5 comments

  • kanzure a day ago

    Anyone can generate an alternative chain of sha256 hashes. perhaps you should consider timestamping, e.g. https://opentimestamps.org/ As for what the regulation says, I haven't looked but perhaps it doesn't require the system to be actually tamper-proof.

    • systima a day ago

      Thanks for the thoughts and feedback.

      Fair point on the reconstruction attack.

      The library is deliberately scoped as tamper-evident, not tamper-proof; it detects modification but does not prevent wholesale chain reconstruction by someone with storage access.

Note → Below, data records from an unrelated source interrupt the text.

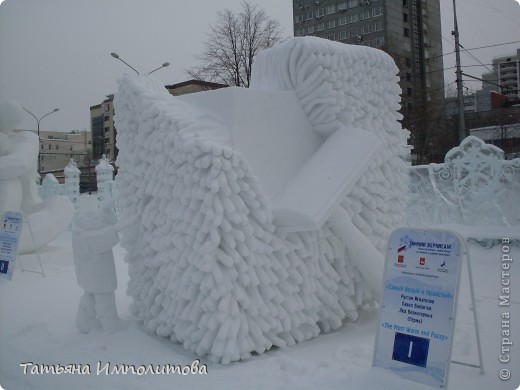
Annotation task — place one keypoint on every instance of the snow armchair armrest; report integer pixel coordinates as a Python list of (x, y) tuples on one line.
[(309, 199)]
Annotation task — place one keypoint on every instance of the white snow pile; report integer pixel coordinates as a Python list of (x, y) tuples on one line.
[(208, 267)]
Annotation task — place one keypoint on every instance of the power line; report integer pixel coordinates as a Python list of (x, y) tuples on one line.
[(476, 48), (475, 58)]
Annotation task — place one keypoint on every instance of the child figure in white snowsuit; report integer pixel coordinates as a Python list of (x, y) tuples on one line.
[(93, 236)]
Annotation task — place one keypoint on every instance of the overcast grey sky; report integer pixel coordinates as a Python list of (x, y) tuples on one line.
[(56, 53)]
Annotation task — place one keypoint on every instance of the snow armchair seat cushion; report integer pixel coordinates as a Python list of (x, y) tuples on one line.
[(210, 267)]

The design assumes defence-in-depth: S3 Object Lock (Compliance mode) at the infrastructure layer, hash chain verification at the application layer.

      External timestamping (OpenTimestamps, RFC 3161) would definitely add independent temporal anchoring and is worth considering as an optional feature. From what I can see, Article 12 does not currently prescribe specific cryptographic mechanisms (but of course the assurance level would increase with it).

      On the regulatory question: Article 12 requires "automatic recording" that enables monitoring and reconstruction and current regulatory guidance does not require tamper-proof storage (only trustworthy, auditable records). The hash chain plus immutable storage is designed to meet that bar, but what you raise here is good and thoughtful.

  • sathishmg 5 hours ago

    Good one. QQ. If you store it hash chained, how are you handling GDPR erasure requests? Isn't that supposed to erase within 30 days for GDPR instead of 180? Do you recreate the chain or soe sort of Pseudonymization or anything else?

    • systima an hour ago

      Great question.

      voxic11 is right that the AI Act creates a legal obligation that provides a lawful basis for processing under GDPR Article 6(1)(c).

      To add to that, Article 17(3)(b) specifically carves out an exemption to the right to erasure where retention is necessary to comply with a legal obligation.

      (So the defence works at both levels; you have a lawful basis to retain, and erasure requests don’t override it during the mandatory retention period).

      That said, GDPR data minimisation (Article 5(1)(c)) still constrains what you log.

      The library addresses this at write-time today, in that the pii config lets you SHA-256 hash inputs/outputs before they hit the log and apply regex redaction patterns, so personal data need never enter the chain in the first place.

      This enables the pattern of “Hash by default, only log raw where necessary for Article 12”.

      For cases where raw content must be logged (eg, full decision reconstruction for a regulator), we’re planning a dual-layer storage approach. The hash chain would cover a structural envelope (timestamps, decision ID, model ID, parameters, latency, hash pointers) while the actual PII-bearing content (input prompts, output text) would live in a separate referenced object.

      Erasure would then mean deleting the content object, and the chain would stay intact because it never hashed the raw content directly.

      The regulator would also therefore see a complete, tamper-evident chain of system activity.

    • voxic11 3 hours ago

      GDPR permits retention where necessary for compliance with a legal obligation (Article 6(1)(c)).

      The AI Act qualifies as such a legal obligation.